㈲新津興器
ユニーク伝熱調理器具で「楽しい家庭のお手伝い」
すきやき御膳、そのままホットサンドetc.
 新潟県田上町中轌(なかずり)工業団地内に工場を構える新潟市秋葉区覚路津、㈲新津興器(大島甚一郎社長)は、昨年11月に発売した「Let‘sぱくぱくプチパンケーキメーカー」など、「楽しい家庭のお手伝い」の企業理念に沿ったユニークな家庭用伝熱調理器具を製造、カタログギフトや通販を中心に販売している。

 ブランド名の「HOME SWAN(ホームスワン)」には、「家で使うものを作っているので、ホッとしてもらいたい、落ち着いてもらいたいということで、新潟県は白鳥の飛来が全国1位という統計がありますが、白鳥が帰ってきてホッとするような場所、モノであれば」という思いを込めている。

 新津興器は1973年12月、塗装業として創業した。大手メーカーや燕三条地域のメーカーとも取引があり、業務用フライパンなどのフッ素樹脂塗装、耐熱塗装などを担ってきた。1987年には、それまでのノウハウを生かして自社での調理用品の製造販売を開始した。

 製造、販売するのは、プチパンケーキメーカーにも代表されるような家庭用伝熱調理機器。今でこそ家庭で使う電気たこ焼き器は普及してきたが、1980年代、当時はほとんどなかった固定型の電気たこ焼器も開発した。

 2007年には自社ブランドの「HOME SWAN」を立ち上げ、翌2008年から本格的にシリーズの販売を開始。現在では、ホットプレート、グリルパン、炊飯ジャー、トースタ ー、コーヒ ーメーカ ー、電気ケトル、さらには、企業 コンセプトの「楽しい家庭のお手伝い」の通り、食卓が楽しくなるような、たこ焼器やチョコフォンデュを楽しむ機器なども取り扱っている。

 こうしたユニークな家庭調理機器は、社員のアイデアによって生み出される。営業部課長の山岸光永さんは、「調理器具なので食品関連のところはよく見るようにしています。飲食店もそうですし、スーパー、デパ地下などで、何が売れているのか、売れてそうなのか、お客さんが足を止めているのは何なのか、売場面積が広がっているところはないか、逆に狭まっているところはないかは気にしています」と、常にアンテナを張り巡らせている。

 そうして生まれたアイデアをさらにブラッシュアップするため、社会情勢や統計などにもしっかりと裏打ちを取る。例えば、プチパンケーキメーカーは近年のカフェブーム、そして、ホットケーキミックスなど果糖プレミックスの総生産量が平成10年には2万5000トン余りだったものが、平成20年には3万6000トン、昨年も若干減ったものの3万トン以上が生産されていることも調査した。

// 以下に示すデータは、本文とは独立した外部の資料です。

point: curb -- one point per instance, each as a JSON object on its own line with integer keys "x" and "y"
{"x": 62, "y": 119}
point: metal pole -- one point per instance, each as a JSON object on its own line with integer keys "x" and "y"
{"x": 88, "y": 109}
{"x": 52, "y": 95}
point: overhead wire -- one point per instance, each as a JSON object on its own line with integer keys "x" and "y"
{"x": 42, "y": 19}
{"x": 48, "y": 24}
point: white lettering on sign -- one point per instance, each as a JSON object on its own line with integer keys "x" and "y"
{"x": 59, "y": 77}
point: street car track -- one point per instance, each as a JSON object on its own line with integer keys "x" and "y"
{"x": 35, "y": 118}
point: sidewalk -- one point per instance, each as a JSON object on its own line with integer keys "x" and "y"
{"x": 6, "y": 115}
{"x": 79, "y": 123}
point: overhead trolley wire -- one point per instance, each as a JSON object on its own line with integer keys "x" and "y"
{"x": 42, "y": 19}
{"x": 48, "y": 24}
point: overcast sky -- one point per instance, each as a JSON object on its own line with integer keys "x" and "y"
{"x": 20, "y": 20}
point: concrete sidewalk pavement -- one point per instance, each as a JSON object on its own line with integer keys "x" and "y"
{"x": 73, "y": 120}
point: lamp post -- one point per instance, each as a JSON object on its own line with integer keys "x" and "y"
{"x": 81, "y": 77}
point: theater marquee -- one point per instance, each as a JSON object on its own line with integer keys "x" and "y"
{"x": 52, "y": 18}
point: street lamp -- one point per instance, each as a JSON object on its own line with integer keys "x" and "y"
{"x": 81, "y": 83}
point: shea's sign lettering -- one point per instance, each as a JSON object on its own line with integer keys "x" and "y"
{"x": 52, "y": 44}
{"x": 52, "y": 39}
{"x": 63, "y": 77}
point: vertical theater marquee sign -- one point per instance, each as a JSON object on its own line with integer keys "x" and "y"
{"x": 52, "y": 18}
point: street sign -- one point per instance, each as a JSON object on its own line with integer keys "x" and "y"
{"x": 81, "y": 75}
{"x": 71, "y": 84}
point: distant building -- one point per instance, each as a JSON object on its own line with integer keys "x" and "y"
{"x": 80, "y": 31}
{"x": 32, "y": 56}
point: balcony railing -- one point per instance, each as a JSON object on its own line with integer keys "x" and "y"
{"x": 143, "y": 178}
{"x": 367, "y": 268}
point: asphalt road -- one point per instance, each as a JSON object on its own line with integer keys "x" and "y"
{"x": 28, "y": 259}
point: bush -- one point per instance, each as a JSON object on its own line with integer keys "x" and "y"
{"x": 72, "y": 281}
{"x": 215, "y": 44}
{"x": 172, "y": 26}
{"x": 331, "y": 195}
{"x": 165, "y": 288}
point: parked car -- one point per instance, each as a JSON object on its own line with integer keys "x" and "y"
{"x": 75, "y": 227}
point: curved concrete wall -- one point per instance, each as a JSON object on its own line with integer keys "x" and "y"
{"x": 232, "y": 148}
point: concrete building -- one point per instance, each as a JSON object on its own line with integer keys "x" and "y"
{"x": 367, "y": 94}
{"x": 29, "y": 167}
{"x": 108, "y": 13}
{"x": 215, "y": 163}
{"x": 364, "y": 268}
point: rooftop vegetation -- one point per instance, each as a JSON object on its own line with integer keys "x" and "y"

 ここで、同社が販売しているユニークな家庭用伝熱調理機器をいくつか紹介する。
                                                (石山)

―すきやき御膳

 「少し贅沢(ぜいたく)な時間を食卓で」と開発した電気グリル鍋。2016年9月に発売した商品。当時、TPP妥結が大きく取り上げられ、今後、牛肉が安く購入できる可能性があると、牛肉をおいしく食べる調理器具として開発した。「少し贅沢」を感じさせる作りとして和膳をイメージし、家庭用家電ではあまり見られない四隅に脚を出したデザインにするなど遊び心も満載の商品。直径17センチの1人用の食べ切りサイズで、鍋は完全着脱式で丸洗いもでき、手入れも簡単。スイッチのオン、オフのみの簡単操作も魅力。

―そのままホットサンド

 それまでのホットサンドメーカーは、食パンの耳を切って作るものが主流だったが、「食パンの耳を切るのが面倒くさい」、「もったいない」といったユーザーの声に応えて開発した。食パンの耳を切る手間もなくなり、食パンと具材を乗せて焼くだけで手軽に調理できる。スリットをなくし、中心部を深くすることで、同社の従来機種と比べて30%多く具材を入れることを可能にし、ボリュームたっぷりな、SNS映えも狙った。逆に外側はしっかりと焼くことでカリッとした食感も楽しめる。1つずつ焼くタイプが多い中で、2つ一気に焼けるダブル式。今や、同社の売上ナンバー1商品となっている。

―アイスクリームメーカー

 伝熱調理機器が主力のため、暑い夏向けの商品をと開発し、昨年7月に発売した。250ミリリットル容量のポットで、冷凍庫の中でも邪魔にならずに食べ切りサイズのアイスが自宅で簡単に作れる。冷却ポットを8時間から12時間冷やしておけば、後は材料を入れ、スイッチオンで20分ほどで出来上がる。